Il nuovo rapporto Onu-Oms presentato a Parigi

Se la bicicletta impenna l’Europa guadagna 76.600 posti di lavoro

Promuovere la mobilità a pedali potrebbe salvare la vita a 10mila persone

[14 aprile 2014]

Muoversi in bicicletta fa bene al cuore, alla salute e anche al portafogli. Non solo per i litri di benzina risparmiati, ma anche per gli impatti sull’intera comunità.
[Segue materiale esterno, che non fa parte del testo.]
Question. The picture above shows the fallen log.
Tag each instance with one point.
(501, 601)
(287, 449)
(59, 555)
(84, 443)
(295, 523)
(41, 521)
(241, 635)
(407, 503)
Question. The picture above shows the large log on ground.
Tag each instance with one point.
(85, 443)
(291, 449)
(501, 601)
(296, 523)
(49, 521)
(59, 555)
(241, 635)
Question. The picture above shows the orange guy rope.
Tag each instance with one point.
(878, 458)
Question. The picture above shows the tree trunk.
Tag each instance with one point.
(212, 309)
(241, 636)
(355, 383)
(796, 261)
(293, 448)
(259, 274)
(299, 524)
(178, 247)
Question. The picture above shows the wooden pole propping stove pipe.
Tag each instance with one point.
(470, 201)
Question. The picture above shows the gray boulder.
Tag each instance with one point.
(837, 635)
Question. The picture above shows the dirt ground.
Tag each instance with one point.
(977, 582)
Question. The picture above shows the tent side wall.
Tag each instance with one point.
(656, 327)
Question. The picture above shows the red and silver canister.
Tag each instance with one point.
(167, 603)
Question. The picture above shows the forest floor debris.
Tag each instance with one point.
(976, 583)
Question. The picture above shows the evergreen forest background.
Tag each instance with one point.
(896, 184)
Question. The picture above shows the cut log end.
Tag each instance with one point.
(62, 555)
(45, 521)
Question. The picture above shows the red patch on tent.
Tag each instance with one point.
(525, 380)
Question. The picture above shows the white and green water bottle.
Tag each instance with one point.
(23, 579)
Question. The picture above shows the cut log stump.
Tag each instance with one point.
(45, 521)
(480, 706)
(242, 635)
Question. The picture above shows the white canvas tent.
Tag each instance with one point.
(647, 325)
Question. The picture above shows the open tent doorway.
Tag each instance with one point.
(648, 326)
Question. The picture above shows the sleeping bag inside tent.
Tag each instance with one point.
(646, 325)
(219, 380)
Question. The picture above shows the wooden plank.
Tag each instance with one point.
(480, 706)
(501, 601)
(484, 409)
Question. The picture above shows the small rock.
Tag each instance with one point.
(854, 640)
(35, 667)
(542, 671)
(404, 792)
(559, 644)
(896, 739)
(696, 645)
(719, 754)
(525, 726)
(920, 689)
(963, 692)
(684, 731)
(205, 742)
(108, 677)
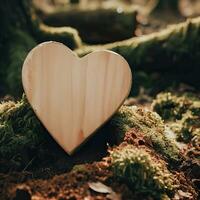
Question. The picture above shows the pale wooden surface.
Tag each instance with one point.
(74, 96)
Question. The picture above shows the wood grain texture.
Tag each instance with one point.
(74, 96)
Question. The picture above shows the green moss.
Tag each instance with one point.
(143, 173)
(21, 43)
(151, 125)
(21, 133)
(182, 114)
(169, 106)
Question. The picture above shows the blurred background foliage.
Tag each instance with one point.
(79, 23)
Per la prima volta, gli effetti economicamente vantaggiosi della mobilità a pedali sono stati stimati dall’Unece, la Commissione economica per l’Europa dell’Onu, insieme all’Ufficio regionale europeo dell’Oms, che non a caso ha sede a Copenaghen.

Nel report si legge infatti come promuovere l’utilizzo della bicicletta nelle più grandi città europee (sono 54 quelle esaminate), portandole al livello della capitale danese – dove il 26% di tutti gli spostamenti cittadini avviene pedalando – si potrebbe salvare la vita di 10mila persone e creare oltre 76.600 posti di lavoro.

«Un sistema di trasporto efficiente è essenziale per il funzionamento delle economie moderne – precisa  Zsuzsanna Jakab, direttore regionale per l’Europa dell’Oms – Tuttavia, il trasporto può danneggiare notevolmente l’ambiente e la salute». I costi complessivi dei trasporti associati agli impatti ambientali e sulla salute, infatti, possono arrivare fino al 4% del Prodotto interno lordo di un paese (Pil). Ovvero, il doppio di quanto vale in Europa (2%) l’apporto economico del trasporto merci su strada.

L’inquinamento atmosferico, in gran parte causato dal traffico all’interno dell’Europa,  si traduce in circa 500mila decessi all’anno, e durante lo stesso lasso di tempo gli incidenti stradali uccidono prematuramente 90mila persone, mentre l’esposizione a rumore stradale eccessivo colpisce quasi 70 milioni di individui. “Scoraggiando” inoltre l’attività fisica, il trasporto a motore contribuisce al macabro computo con circa 1 altro milione di morti ogni anno. Senza contare che il settore dei trasporti contribuisce per il 24% delle emissioni di gas climalteranti da parte di Europa e Nord America.

Al contrario, il pay-off degli investimenti in mobilità sostenibile è dunque formidabile e il nuovo report lo conferma, dati alla mano. Più biciclette in città significa nuovi posti di lavoro e persone più sane (riducendo così, grazie all’attività fisica, i costi per l’assistenza sanitaria), meno incidenti stradali, meno inquinamento acustico e una migliore qualità dell’aria.

Secondo le stime del nuovo report, grazie al miglioramento della mobilità in bicicletta 76.600 persone in tutta Europa (anzi, solo nelle sue grandi città) potrebbero essere impiegate localmente nella vendita al dettaglio di biciclette e nella loro manutenzione, nella fornitura di abbigliamento e accessori per ciclisti, nello sviluppo urbano e di nuovi sistemi di mobilità; essi contribuirebbero inoltre a ridurre le emissioni di gas serra e i rischi per la salute, sostenendo al contempo l’economia locale.

Partendo da queste premesse, si apre oggi a Parigi il Fourth High-level Meeting on Transport, Health and Environment, organizzato proprio da Unece e Oms, accogliendo i ministeri europei dei Trasporti, della Salute e dell’Ambiente per esaminare come le politiche di trasporto innovative siano in grado di creare opportunità di lavoro, società più sane e più verdi. «Chiediamo una dichiarazione di Parigi audace, sollecitando investimenti governativi nel settore dei trasporti verdi e sani», chiosa Zsuzsanna Jakab. Se vogliamo ora aspettarci un’impennata della mobilità europea in bicicletta occorre implementare le condizioni necessarie per renderla realtà.